The income approach to a company’s valuation is complex, but is based upon projected income and expenses and is thus based more scientifically. There are several factors that can make this approach as simple or as complex as you would like.

  1. EBIDA vs FCFF. One of the first variables that the valuation expert will have to decide is whether to use the annual Earnings Before Interest, Depreciation, and Amortization or the Free Cash flow to Firm. The Free Cash Flow to Firm takes into consideration the impact of future increases in working capital needs and expected capital expenditures that are projected to be needed.
  2. Discount rate. Another factor that will have a big impact upon the value calculated using this method is the discount rate. The discount rate not only reflects the cost of capital to the potential buyer, but also would include a factor to adjust for the risk of not making projections and the impact of inflation. The riskier the business, the more uncertain future cash flows become, thus justifying a higher discount rate.
  3. Number of periods. The final factor that will have an impact upon the income approach is determining the number of periods to include in the calculation. While a seller would like to see the calculation assume the income will continue for perpetuity in the future, no buyer is going to agree to that.
    There are two approaches to determining the number of periods to include the calculation. The first assumes the projected cash flow will continue for 10 to 12 years, and each period is discounted back to today’s value. The second approach assumes a company’s management can reasonably project income for a period of five years and then discounts that income back to today’s value. A residual value is added to this number to reflect the value of earnings over the past five years.
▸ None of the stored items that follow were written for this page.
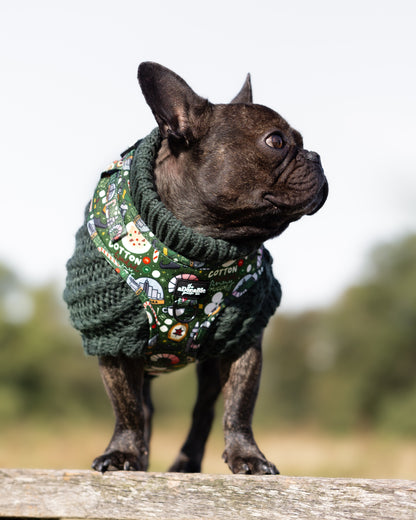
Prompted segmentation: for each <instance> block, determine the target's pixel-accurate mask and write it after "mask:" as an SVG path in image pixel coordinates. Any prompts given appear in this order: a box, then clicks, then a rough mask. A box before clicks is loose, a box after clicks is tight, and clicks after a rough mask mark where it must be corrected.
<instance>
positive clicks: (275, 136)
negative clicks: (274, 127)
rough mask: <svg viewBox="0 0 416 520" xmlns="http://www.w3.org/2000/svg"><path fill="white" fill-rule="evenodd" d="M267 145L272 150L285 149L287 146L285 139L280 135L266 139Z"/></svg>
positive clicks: (274, 136) (276, 135) (278, 134)
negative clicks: (275, 149)
mask: <svg viewBox="0 0 416 520" xmlns="http://www.w3.org/2000/svg"><path fill="white" fill-rule="evenodd" d="M266 144H267V146H270V148H277V149H278V150H280V149H281V148H283V146H284V145H285V143H284V141H283V137H282V136H281V135H280V134H278V133H274V134H271V135H269V137H268V138H267V139H266Z"/></svg>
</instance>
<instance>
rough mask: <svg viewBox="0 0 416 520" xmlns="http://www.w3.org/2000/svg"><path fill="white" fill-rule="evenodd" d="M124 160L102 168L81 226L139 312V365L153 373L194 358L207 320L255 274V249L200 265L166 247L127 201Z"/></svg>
mask: <svg viewBox="0 0 416 520" xmlns="http://www.w3.org/2000/svg"><path fill="white" fill-rule="evenodd" d="M132 158H133V156H132V155H131V154H130V155H127V156H125V157H124V158H123V159H121V160H120V161H115V162H114V163H112V164H111V166H110V167H109V168H108V169H107V170H106V171H105V172H104V173H103V174H102V176H101V180H100V182H99V183H98V186H97V188H96V190H95V193H94V196H93V198H92V200H91V204H90V209H89V217H88V220H87V228H88V232H89V234H90V237H91V239H92V240H93V242H94V244H95V246H96V247H97V249H98V251H99V252H100V254H101V255H103V256H104V258H105V259H106V260H107V263H108V264H110V265H111V266H112V267H113V268H114V269H115V271H116V272H117V273H118V274H119V275H120V276H121V278H122V279H123V280H125V282H126V283H127V284H128V286H129V287H130V288H131V289H132V290H133V291H134V292H135V293H136V295H137V297H138V299H139V300H140V303H141V304H142V305H143V307H144V308H145V310H146V315H147V318H148V322H149V342H148V346H147V349H146V353H145V355H146V360H147V363H146V370H147V371H148V372H149V373H153V374H157V373H159V372H166V371H171V370H175V369H177V368H181V367H183V366H184V365H186V364H187V363H189V362H193V361H195V359H197V358H198V354H199V350H200V349H201V348H203V345H204V339H205V338H206V336H207V335H208V332H209V329H210V327H211V325H212V324H213V322H214V321H215V320H216V319H217V318H218V317H219V316H220V315H221V313H222V312H223V311H224V309H225V308H226V306H227V305H230V304H232V303H233V301H235V300H237V299H238V298H240V297H241V296H242V295H243V294H245V293H246V292H247V291H248V290H249V289H250V288H251V287H253V285H255V284H256V282H257V280H258V279H259V278H260V276H261V274H262V272H263V269H264V267H263V248H260V249H259V250H258V251H256V252H255V253H254V254H252V255H249V256H245V257H241V258H238V259H232V260H230V261H228V262H225V263H224V262H223V263H222V264H220V265H207V264H205V263H203V262H197V261H194V260H190V259H188V258H186V257H185V256H183V255H181V254H179V253H177V252H175V251H172V250H171V249H170V248H168V247H166V245H165V244H163V243H162V242H161V241H160V240H159V239H158V238H157V237H156V236H155V235H154V234H153V233H152V231H151V230H150V229H149V227H148V226H147V225H146V223H145V222H144V221H143V219H142V218H141V217H140V216H139V215H138V214H137V210H136V208H135V206H134V204H133V201H132V198H131V193H130V184H129V174H130V166H131V163H132Z"/></svg>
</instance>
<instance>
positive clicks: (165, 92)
mask: <svg viewBox="0 0 416 520" xmlns="http://www.w3.org/2000/svg"><path fill="white" fill-rule="evenodd" d="M137 77H138V80H139V83H140V87H141V89H142V92H143V95H144V97H145V99H146V102H147V104H148V105H149V106H150V108H151V109H152V112H153V115H154V116H155V119H156V121H157V124H158V125H159V128H160V131H161V133H162V135H163V136H164V137H168V136H169V137H173V138H174V139H176V140H180V141H185V142H186V143H187V144H189V143H190V142H191V141H192V140H194V139H195V138H197V137H199V136H200V135H202V134H201V132H203V127H204V124H205V123H206V121H207V117H208V115H209V113H210V106H211V105H210V103H209V102H208V100H207V99H204V98H202V97H200V96H198V95H197V94H195V92H194V91H193V90H192V89H191V87H190V86H189V85H188V84H187V83H185V81H184V80H183V79H182V78H181V77H179V76H178V75H177V74H175V73H174V72H172V71H171V70H169V69H167V68H166V67H163V66H162V65H159V64H158V63H153V62H144V63H141V64H140V66H139V70H138V74H137Z"/></svg>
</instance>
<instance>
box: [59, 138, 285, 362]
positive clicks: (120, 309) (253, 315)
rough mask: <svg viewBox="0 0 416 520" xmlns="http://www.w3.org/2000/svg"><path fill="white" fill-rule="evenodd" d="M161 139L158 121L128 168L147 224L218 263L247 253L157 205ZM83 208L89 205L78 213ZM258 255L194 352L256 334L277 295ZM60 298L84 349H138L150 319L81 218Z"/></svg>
mask: <svg viewBox="0 0 416 520" xmlns="http://www.w3.org/2000/svg"><path fill="white" fill-rule="evenodd" d="M160 143H161V136H160V133H159V130H158V129H155V130H154V131H153V132H152V133H151V134H150V135H148V136H147V137H146V138H145V139H143V140H142V141H139V142H138V143H137V145H136V146H137V148H136V151H135V155H134V159H133V164H132V168H131V172H130V186H131V194H132V197H133V201H134V204H135V206H136V208H137V210H138V213H139V214H140V215H141V217H142V219H143V220H144V221H145V222H146V224H147V225H148V226H149V228H150V230H151V231H152V232H153V233H154V234H155V235H156V236H157V237H158V238H159V239H160V240H161V241H162V242H164V243H165V244H166V245H167V246H168V247H169V248H171V249H173V250H174V251H177V252H178V253H180V254H182V255H184V256H186V257H187V258H190V259H192V260H195V261H201V262H207V263H209V264H211V265H212V264H218V266H219V267H220V266H221V264H223V263H224V262H227V261H229V260H232V259H236V258H240V257H243V256H245V255H247V254H249V253H250V252H251V251H250V250H249V249H246V248H241V247H237V246H236V245H235V244H232V243H229V242H227V241H224V240H218V239H213V238H211V237H207V236H203V235H201V234H199V233H196V232H195V231H194V230H192V229H190V228H187V227H186V226H184V225H183V224H182V223H181V222H180V221H179V220H178V219H177V218H176V217H175V216H174V215H173V214H172V213H171V212H170V211H169V210H168V209H167V208H166V207H165V206H164V204H163V203H162V202H161V200H160V198H159V196H158V194H157V192H156V189H155V185H154V176H153V169H154V163H155V159H156V156H157V152H158V150H159V148H160ZM87 214H88V210H86V216H85V219H86V217H87ZM263 262H264V267H265V269H264V271H263V274H262V276H261V277H260V279H259V280H258V282H257V283H256V284H255V285H254V287H252V288H251V289H250V290H249V291H248V292H247V293H246V294H245V295H243V296H242V297H240V298H239V299H237V300H236V301H235V302H233V303H232V305H229V306H227V307H226V308H225V309H224V310H223V311H222V313H221V315H220V316H219V317H218V318H217V319H216V320H215V322H214V324H213V325H212V327H211V328H210V331H209V334H208V336H207V338H206V341H205V343H204V344H203V345H201V348H200V349H199V354H198V359H206V358H208V357H215V356H219V355H221V356H229V357H238V356H239V355H241V354H242V353H243V352H244V351H245V350H246V349H247V348H248V347H249V346H250V345H251V344H252V343H253V341H254V340H255V339H256V338H257V337H258V336H259V335H260V334H261V332H262V330H263V329H264V327H265V326H266V325H267V322H268V320H269V318H270V316H271V315H272V314H273V313H274V311H275V310H276V308H277V306H278V305H279V303H280V298H281V291H280V285H279V283H278V281H277V280H276V279H275V278H274V276H273V273H272V268H271V264H272V259H271V257H270V254H269V252H268V251H267V250H266V249H265V250H264V259H263ZM64 299H65V301H66V303H67V305H68V308H69V312H70V317H71V320H72V323H73V325H74V327H75V328H76V329H78V330H79V331H80V332H81V335H82V340H83V344H84V349H85V351H86V353H87V354H89V355H98V356H102V355H112V356H116V355H118V354H125V355H126V356H131V357H141V356H144V352H145V350H146V348H147V343H148V337H149V324H148V320H147V316H146V312H145V310H144V308H143V305H142V303H141V301H140V300H139V298H138V297H137V296H136V295H135V293H134V292H133V291H132V290H131V289H130V288H129V287H128V285H127V284H126V283H125V282H124V280H122V279H121V277H120V276H119V275H118V274H117V273H116V272H115V271H114V270H113V269H111V267H110V266H109V265H108V263H107V262H106V260H105V259H104V258H103V256H102V255H101V254H100V253H99V252H98V251H97V249H96V247H95V245H94V244H93V242H92V240H91V238H90V236H89V233H88V230H87V226H86V222H84V224H83V226H82V227H81V228H80V229H79V230H78V232H77V234H76V242H75V252H74V254H73V256H72V257H71V259H70V260H69V261H68V263H67V283H66V289H65V291H64Z"/></svg>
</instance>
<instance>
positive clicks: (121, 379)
mask: <svg viewBox="0 0 416 520" xmlns="http://www.w3.org/2000/svg"><path fill="white" fill-rule="evenodd" d="M99 365H100V371H101V376H102V379H103V382H104V386H105V388H106V390H107V393H108V396H109V397H110V399H111V403H112V405H113V409H114V414H115V418H116V424H115V428H114V434H113V437H112V439H111V441H110V444H109V445H108V447H107V449H106V450H105V452H104V453H103V454H102V455H101V456H99V457H97V458H96V459H95V460H94V462H93V464H92V467H93V468H94V469H96V470H97V471H102V472H104V471H107V470H109V471H114V470H138V471H145V470H146V469H147V466H148V458H149V450H148V444H147V442H146V437H147V435H146V433H147V432H146V430H147V429H148V428H147V426H146V420H149V418H148V417H146V415H147V414H145V409H144V402H143V401H144V400H143V379H144V371H143V361H142V360H140V359H133V358H126V357H125V356H117V357H111V356H105V357H100V358H99Z"/></svg>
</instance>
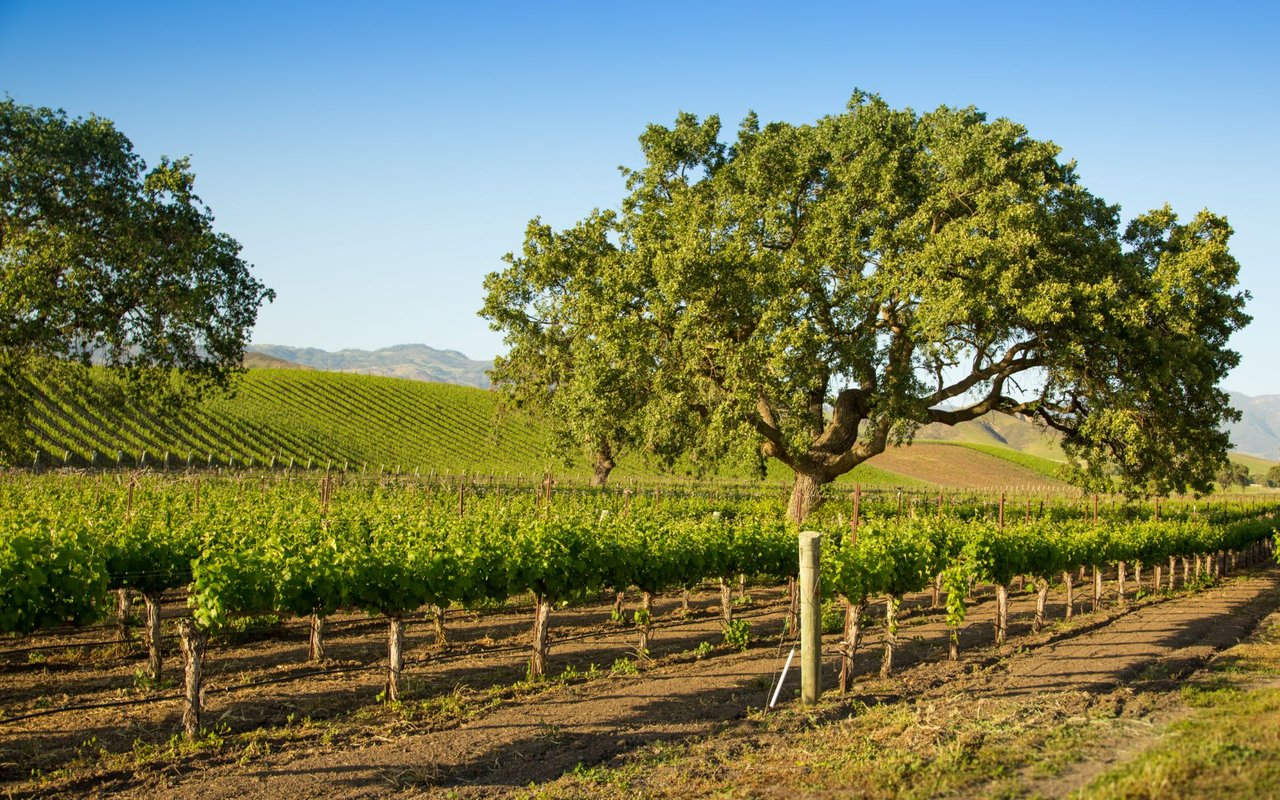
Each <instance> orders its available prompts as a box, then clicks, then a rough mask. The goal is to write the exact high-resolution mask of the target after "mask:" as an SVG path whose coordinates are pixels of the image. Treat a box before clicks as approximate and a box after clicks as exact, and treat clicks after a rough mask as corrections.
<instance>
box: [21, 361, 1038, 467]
mask: <svg viewBox="0 0 1280 800" xmlns="http://www.w3.org/2000/svg"><path fill="white" fill-rule="evenodd" d="M247 362H248V364H255V362H260V361H257V357H253V360H251V361H247ZM262 362H264V364H270V361H262ZM33 398H35V399H36V412H35V415H33V419H32V433H33V434H35V439H36V444H37V447H38V448H40V452H41V456H40V458H41V461H40V463H42V465H44V466H59V465H64V463H65V465H67V466H87V465H96V466H116V465H118V466H122V467H131V468H132V467H138V466H148V467H157V466H161V465H163V463H164V462H165V458H166V456H168V463H169V466H170V467H183V466H187V465H188V463H189V465H192V466H204V467H207V466H233V467H244V466H255V467H269V466H273V465H274V466H275V467H276V468H283V467H285V466H288V465H291V463H292V465H293V466H294V467H296V468H306V467H311V468H325V467H334V468H343V467H346V468H352V470H367V471H388V472H396V471H401V472H406V474H412V472H419V474H421V475H428V474H429V472H430V471H433V470H434V471H435V472H436V474H444V472H452V474H458V472H463V471H466V472H471V474H480V475H484V474H490V475H498V476H502V475H509V476H516V475H524V476H532V475H539V474H541V472H543V471H544V470H552V471H554V472H556V474H557V475H566V476H576V477H577V479H584V480H585V477H586V475H588V471H586V470H585V467H582V466H581V465H580V466H579V467H577V468H566V467H564V466H563V465H561V463H559V462H558V461H557V460H554V458H552V457H550V454H549V447H548V444H549V431H548V429H547V426H545V425H544V424H541V422H539V421H538V420H532V419H529V417H524V416H521V417H503V416H500V415H499V410H498V397H497V394H494V393H493V392H488V390H484V389H479V388H474V387H463V385H454V384H444V383H428V381H421V380H404V379H396V378H381V376H374V375H355V374H346V372H329V371H320V370H315V369H297V367H293V369H273V367H259V369H250V371H248V372H247V374H246V375H244V376H243V379H242V380H241V381H239V383H238V384H237V389H236V393H234V394H233V396H227V397H215V398H210V399H206V401H205V402H202V403H200V404H198V406H196V407H193V408H188V410H186V411H182V412H178V413H172V412H168V411H164V410H155V408H150V407H146V406H143V404H140V403H137V402H134V401H132V399H131V398H129V397H128V394H127V393H125V392H123V390H122V388H120V387H119V384H118V383H116V381H115V380H114V379H113V378H111V376H110V375H109V372H108V371H106V370H104V369H101V367H93V369H91V370H88V371H87V372H86V374H84V375H83V376H82V378H81V379H78V380H76V381H74V384H69V383H67V384H63V383H59V384H55V383H52V381H51V380H49V381H45V383H37V384H36V387H35V389H33ZM974 435H975V436H978V434H974ZM1055 468H1056V465H1055V463H1053V462H1051V461H1047V460H1043V458H1038V457H1036V456H1029V454H1025V453H1018V452H1015V451H1011V449H1009V448H1007V447H1000V445H996V444H989V443H972V442H951V443H931V442H920V443H918V444H915V445H913V447H910V448H891V449H890V451H888V452H886V453H883V454H882V456H878V457H876V458H874V460H873V461H870V462H869V463H865V465H863V466H860V467H858V468H856V470H854V471H852V472H850V474H849V475H845V476H842V479H841V483H842V484H847V485H852V484H855V483H860V484H863V485H867V486H901V488H931V486H951V488H968V489H982V488H996V486H1029V485H1037V486H1053V488H1061V486H1062V484H1060V483H1059V481H1057V480H1055V479H1053V477H1052V474H1053V470H1055ZM749 474H750V470H749V466H748V465H742V466H741V467H737V466H735V465H727V466H726V467H724V468H723V470H722V471H721V474H719V476H721V477H741V479H746V477H748V475H749ZM614 477H616V480H628V479H641V480H648V479H657V477H660V475H659V471H658V470H655V468H653V467H650V466H649V465H646V463H645V462H644V460H643V458H639V457H636V456H631V457H625V458H623V460H622V461H621V463H620V466H618V468H617V470H616V471H614ZM788 479H790V474H788V472H787V470H786V468H785V467H782V466H781V465H777V463H774V465H772V468H771V470H769V474H768V477H767V480H768V481H769V483H773V481H787V480H788Z"/></svg>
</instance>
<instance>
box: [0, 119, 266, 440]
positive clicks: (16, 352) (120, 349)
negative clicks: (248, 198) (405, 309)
mask: <svg viewBox="0 0 1280 800" xmlns="http://www.w3.org/2000/svg"><path fill="white" fill-rule="evenodd" d="M193 188H195V175H193V174H192V172H191V165H189V163H188V161H187V159H177V160H169V159H161V160H160V163H159V164H157V165H156V166H155V168H152V169H147V168H146V164H145V163H143V161H142V159H141V157H138V156H137V155H136V154H134V152H133V145H132V143H131V142H129V140H128V138H125V137H124V134H123V133H120V132H119V131H116V129H115V127H114V125H113V124H111V122H110V120H106V119H102V118H99V116H90V118H88V119H68V118H67V115H65V113H63V111H52V110H50V109H35V108H29V106H22V105H18V104H15V102H14V101H13V100H9V99H5V100H3V101H0V460H3V458H9V460H17V458H18V457H24V453H26V452H27V448H28V438H27V430H26V415H27V402H28V401H27V399H26V378H24V376H26V375H27V374H29V371H31V370H32V369H37V367H36V365H37V364H38V365H41V366H40V367H38V369H49V367H50V366H52V367H55V369H56V367H59V366H61V365H65V364H69V362H78V364H88V362H90V360H91V358H99V360H101V361H104V362H106V364H109V365H113V366H116V367H120V371H122V372H124V374H125V375H127V376H128V378H129V383H131V385H132V387H134V388H138V389H141V390H142V392H143V393H145V394H146V396H150V397H169V398H182V397H187V398H189V397H195V396H198V394H200V393H201V392H204V390H205V389H209V388H216V387H225V385H227V383H228V381H229V379H230V378H232V376H233V375H234V374H237V372H238V371H239V370H241V369H242V367H241V361H242V360H243V355H244V343H246V340H247V338H248V334H250V332H251V329H252V326H253V323H255V320H256V319H257V310H259V308H260V307H261V305H262V303H264V302H266V301H270V300H271V298H274V296H275V294H274V293H273V292H271V291H270V289H266V288H265V287H264V285H262V284H261V283H259V282H257V280H255V279H253V278H252V276H251V275H250V271H248V265H247V264H246V262H244V261H243V260H242V259H241V257H239V250H241V248H239V244H238V243H237V242H236V239H233V238H230V237H228V236H225V234H221V233H218V232H215V230H214V228H212V220H214V218H212V212H211V211H210V210H209V209H207V207H205V206H204V205H202V204H201V202H200V198H198V197H197V196H196V195H195V192H193ZM174 369H175V370H178V371H179V372H180V374H182V375H183V380H182V381H180V383H174V380H173V376H172V374H170V370H174Z"/></svg>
Calculating the value of your business under the discounted future cash flow approach is complex and requires an experienced business valuation expert who will provide the most accurate economic valuation for your company.

In planning to sell your company, it is important to talk to a business valuation expert that is familiar with your industry. In addition to assisting you in arriving at a fair value for your company, they can provide you advice on steps you can take to improve its value too.